According to legend, when the mathematician Carl Friedrich Gauss was 7 years old, his first grade teacher assigned the class to add up the first one hundred natural numbers. The teacher of course hoped that this would occupy the students for a while and refused to believe young Gauss when the latter almost immediately claimed to have completed the task. The answer was correct, and the quick solution consisted mainly of one simple observation: \[1+100 = 2+99 = 3+98 =\cdots = 50+51.\] Thus, adding 1 through 100 is equal to adding 101 to itself 50 times so the answer is \(101*50=5050\).
Here is a geometric way of seeing what is going on (where we use 4 instead of 100 as our example).
The first row contains one pin, the second one contains two, the third three and the fourth four pins.
Now if we rotate this configuration 180 degrees and add it to itself we get the following picture:
We can easily see that we have four rows with five pins each and so the total number of pins is
\(4 \times 5 = 20\).
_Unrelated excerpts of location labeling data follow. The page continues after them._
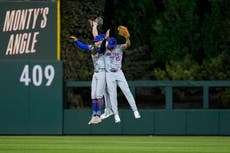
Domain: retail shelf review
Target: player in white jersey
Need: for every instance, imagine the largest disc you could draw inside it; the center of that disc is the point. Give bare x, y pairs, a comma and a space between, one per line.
98, 79
115, 76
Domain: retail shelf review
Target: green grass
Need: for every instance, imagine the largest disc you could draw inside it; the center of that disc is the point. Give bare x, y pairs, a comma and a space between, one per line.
114, 144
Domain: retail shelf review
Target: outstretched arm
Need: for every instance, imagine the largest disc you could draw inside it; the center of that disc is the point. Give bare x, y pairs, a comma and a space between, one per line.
103, 44
80, 44
127, 43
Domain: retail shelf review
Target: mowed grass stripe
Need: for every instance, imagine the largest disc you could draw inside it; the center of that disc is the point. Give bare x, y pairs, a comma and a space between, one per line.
114, 144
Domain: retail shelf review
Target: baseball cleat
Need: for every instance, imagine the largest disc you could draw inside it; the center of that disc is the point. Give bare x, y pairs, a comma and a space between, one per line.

Hence \(2 \times (1+2+3+4)=20\) and so \(1+2+3+4=10\). Yes, we could have
easily computed this in our heads, but now we can see that we can replace 4 in this picture by any arbitrary integer $n$ and we will have $n$ rows with $n+1$ pins each, and so we obtain the formula
\[1+2+\cdots+n=\frac{n(n+1)}{2}.\]
This formula can also be proved using the principle of mathematical induction (which we will not do here as it is not particularly enlightening) and is a classic example for teaching someone about induction.
Now try to find a formula for the sum of the first $n$ odd numbers and one for the sum of the first $n$ even numbers both by using Gauss' trick and geometrically.